Copertina 6,5

Info

Anno di uscita:2017
Durata:49 min.
Etichetta:Metal Blade
Distribuzione:Audioglobe

Tracklist

  1. M.I.A.
  2. MOLTEN CORE
  3. OVEREXPOSURE
  4. THE TALISMAN
  5. LULLABY OF VENGEANCE
  6. CIRCLE OF ASHES
  7. REBORN
  8. CONSPIRACY OF THE GODS
  9. ANOTHER KILLING SPREE
  10. BROKEN DIALECT
  11. RISE OF REBELLION

Line up

  • Matthew Bachand: bass
  • Shawn Drover: drums
  • Chris Broderick: guitars
  • Henry Derek Bonner: vocals

Voto medio utenti

Rieccoli alla riscossa i due fuoriusciti, con le maniere forti o buone è dato sapere fino a un certo punto, Chris e Shawn che a due anni di distanza dal discreto debutto “Birth and the Burial” tentano di aggiustare la mira con l’odierno “Old Scars, New Wounds”, come sempre uscito sotto l’egida di quell’istituzione che di nome fa Metal Blade.

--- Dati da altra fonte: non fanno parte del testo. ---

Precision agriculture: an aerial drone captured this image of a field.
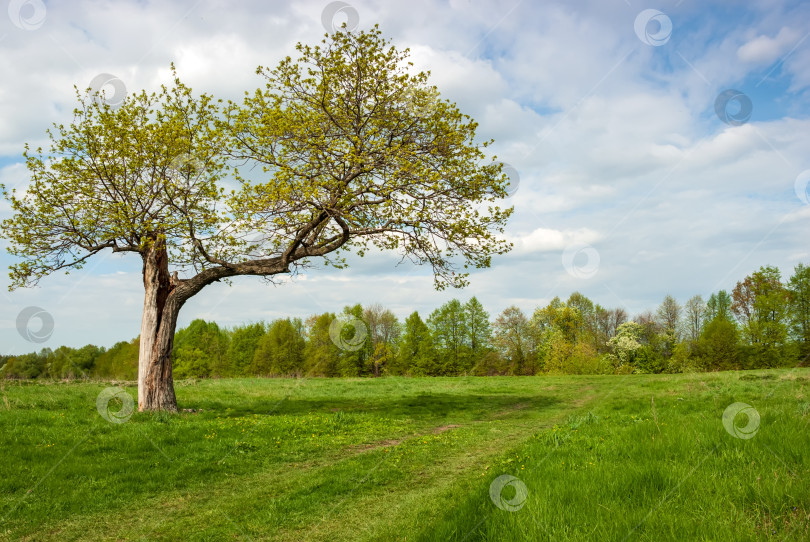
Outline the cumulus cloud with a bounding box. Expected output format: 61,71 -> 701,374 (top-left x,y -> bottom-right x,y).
737,27 -> 800,64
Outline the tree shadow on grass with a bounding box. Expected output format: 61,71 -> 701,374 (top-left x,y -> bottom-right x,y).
181,393 -> 560,420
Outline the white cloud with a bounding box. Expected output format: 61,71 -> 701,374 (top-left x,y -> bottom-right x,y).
737,27 -> 800,64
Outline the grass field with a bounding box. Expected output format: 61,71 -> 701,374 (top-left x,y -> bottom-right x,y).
0,369 -> 810,542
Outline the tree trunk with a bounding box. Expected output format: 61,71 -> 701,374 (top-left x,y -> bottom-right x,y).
138,238 -> 181,412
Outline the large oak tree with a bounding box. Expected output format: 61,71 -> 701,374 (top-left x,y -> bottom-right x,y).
2,27 -> 511,410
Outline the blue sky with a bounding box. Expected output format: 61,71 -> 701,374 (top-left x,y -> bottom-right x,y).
0,0 -> 810,353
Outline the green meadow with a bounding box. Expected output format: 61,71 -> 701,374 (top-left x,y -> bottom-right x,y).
0,369 -> 810,542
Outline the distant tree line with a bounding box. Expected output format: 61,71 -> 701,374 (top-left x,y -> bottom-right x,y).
0,264 -> 810,380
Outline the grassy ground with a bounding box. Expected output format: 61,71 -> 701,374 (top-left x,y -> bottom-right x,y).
0,369 -> 810,542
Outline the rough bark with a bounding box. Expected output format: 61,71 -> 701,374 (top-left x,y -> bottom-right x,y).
138,240 -> 180,412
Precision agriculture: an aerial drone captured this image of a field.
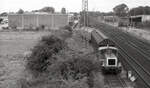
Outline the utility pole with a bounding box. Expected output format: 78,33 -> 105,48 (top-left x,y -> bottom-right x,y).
82,0 -> 88,26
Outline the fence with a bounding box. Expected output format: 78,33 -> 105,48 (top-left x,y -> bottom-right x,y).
8,14 -> 69,29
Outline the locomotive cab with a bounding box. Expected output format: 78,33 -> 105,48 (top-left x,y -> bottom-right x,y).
99,46 -> 121,73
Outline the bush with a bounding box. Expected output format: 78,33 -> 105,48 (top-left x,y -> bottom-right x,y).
60,58 -> 95,80
27,35 -> 65,75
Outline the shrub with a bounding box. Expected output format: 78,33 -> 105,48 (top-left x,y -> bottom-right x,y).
27,35 -> 65,75
60,58 -> 95,80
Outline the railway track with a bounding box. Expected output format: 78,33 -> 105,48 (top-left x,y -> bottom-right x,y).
95,25 -> 150,88
105,75 -> 128,88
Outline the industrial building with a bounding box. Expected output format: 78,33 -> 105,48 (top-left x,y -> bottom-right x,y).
8,14 -> 69,29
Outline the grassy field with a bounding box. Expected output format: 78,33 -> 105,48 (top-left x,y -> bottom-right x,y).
0,32 -> 50,88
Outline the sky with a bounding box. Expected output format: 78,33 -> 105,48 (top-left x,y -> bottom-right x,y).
0,0 -> 150,13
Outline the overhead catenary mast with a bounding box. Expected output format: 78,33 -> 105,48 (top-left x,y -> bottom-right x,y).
82,0 -> 88,26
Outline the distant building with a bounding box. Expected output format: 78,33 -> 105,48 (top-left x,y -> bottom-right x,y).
8,13 -> 69,29
130,15 -> 150,22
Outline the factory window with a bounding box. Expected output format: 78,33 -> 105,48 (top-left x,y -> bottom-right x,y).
108,59 -> 115,65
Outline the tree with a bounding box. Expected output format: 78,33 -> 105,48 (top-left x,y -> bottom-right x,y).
113,4 -> 129,17
0,12 -> 8,16
61,8 -> 66,14
40,7 -> 55,13
17,9 -> 24,14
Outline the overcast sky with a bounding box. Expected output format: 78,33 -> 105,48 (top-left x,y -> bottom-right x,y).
0,0 -> 150,13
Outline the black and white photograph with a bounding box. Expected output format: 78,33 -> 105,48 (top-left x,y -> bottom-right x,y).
0,0 -> 150,88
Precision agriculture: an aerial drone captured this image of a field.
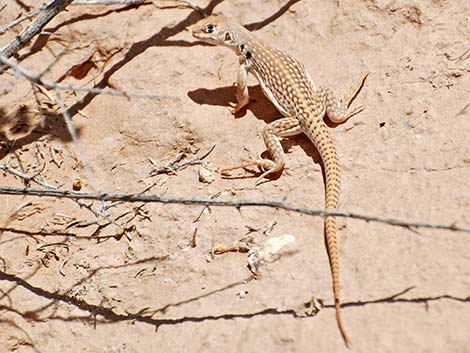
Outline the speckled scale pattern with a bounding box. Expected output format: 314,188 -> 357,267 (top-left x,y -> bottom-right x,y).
193,16 -> 367,345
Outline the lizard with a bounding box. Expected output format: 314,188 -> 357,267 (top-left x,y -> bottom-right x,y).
192,15 -> 368,347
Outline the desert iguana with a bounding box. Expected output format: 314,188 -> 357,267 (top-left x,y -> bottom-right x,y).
192,15 -> 367,346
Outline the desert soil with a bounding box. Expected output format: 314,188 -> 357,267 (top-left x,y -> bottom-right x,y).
0,0 -> 470,353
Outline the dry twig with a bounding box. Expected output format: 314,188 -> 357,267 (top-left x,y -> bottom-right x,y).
0,187 -> 470,233
0,0 -> 72,66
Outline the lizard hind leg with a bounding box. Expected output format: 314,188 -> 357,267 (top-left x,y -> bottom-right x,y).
221,117 -> 302,185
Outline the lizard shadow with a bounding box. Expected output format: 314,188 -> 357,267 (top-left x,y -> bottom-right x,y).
188,85 -> 324,175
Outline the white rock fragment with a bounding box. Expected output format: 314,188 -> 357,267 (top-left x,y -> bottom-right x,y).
198,164 -> 215,184
248,234 -> 295,273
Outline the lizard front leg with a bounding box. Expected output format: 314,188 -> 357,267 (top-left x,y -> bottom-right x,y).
221,117 -> 303,185
317,73 -> 369,124
229,60 -> 250,114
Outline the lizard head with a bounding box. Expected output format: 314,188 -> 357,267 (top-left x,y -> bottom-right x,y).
192,15 -> 238,48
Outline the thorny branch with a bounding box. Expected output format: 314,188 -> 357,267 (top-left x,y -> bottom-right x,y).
0,187 -> 470,233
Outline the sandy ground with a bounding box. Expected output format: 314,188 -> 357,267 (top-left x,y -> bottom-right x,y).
0,0 -> 470,353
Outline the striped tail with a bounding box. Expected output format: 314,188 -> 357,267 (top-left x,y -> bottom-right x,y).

In realtà a livello di direzione musicale non ci siamo mossi più di tanto, e questo potrebbe essere un bene. Non sappiamo bene precisamente il perché, ma un thrash metal classic old school non lo vediamo propriamente benissimo nelle mani degli Act of Defiance, senza dubbio più a loro agio con un thrash moderno, contaminato da echi di melometalcore e death, ruffiano certamente, quando maggiormente indirizzato sul groove, quando più sulla velocità e la melodia, con i fulminanti solos (quelli davvero riconoscibili a 1km di distanza) del buon Broderick ed i grugniti del versatile Henry Derek, a suo agio sia nel timbro sporco sia quando prova a cantare pulito, risultando in ogni caso interessante e performante. Il problema del disco, che poi è il problema della band tutto sommato, è che non si sa di che morte vogliano morire e “Old Scars, New Wounds” sembra un bel melting pot di idee.

Bel, perché in ogni caso la formazione statunitense suona benissimo, la produzione ad opera di Dave Otero è eccellente e sentire Broderick sciorinare così le sue note è sempre un piacere, ma l’alternanza continua di momenti classic con altri estremi, poi di nuovo HM, poi sfuriate vicine al melodeath… insomma, un andirivieni di emozioni e non sempre positive. Poiché – nuovamente – l’alternanza di un songwriting non sempre all’altezza torna a farsi sentire e, quel che è più grave, gli Act of Defiance sembrano avere i maggiori problemi con “le basi del mestiere”, ovvero i riffs portanti dei brani più canonicamente thrash, dove sembrano i Testament dei poveri. Molto poveri.

Molto, molto meglio quando le briglie vengono sciolte e si hanno brani come “Reborn” che dimostra tutto il potenziale del gruppo americano, sin dal bravo Derek, ma allora se i brani ed i momenti thrash sono i peggiori di una band che si dichiara fiera portatrice del thrash metal….forse c’è qualcosa che non va. Insomma, gli Act of Defiance rimangono in un limbo che non accontenta pienamente nessuno, crediamo sarebbe meglio in primis per loro stessi che si dedichino a sonorità più moderne e consone alla loro voglia di fare musica (chi ha detto Trivium?) piuttosto che rincorrere un’audience più canonica con composizioni fin troppo ordinarie per musicisti della loro esperienza.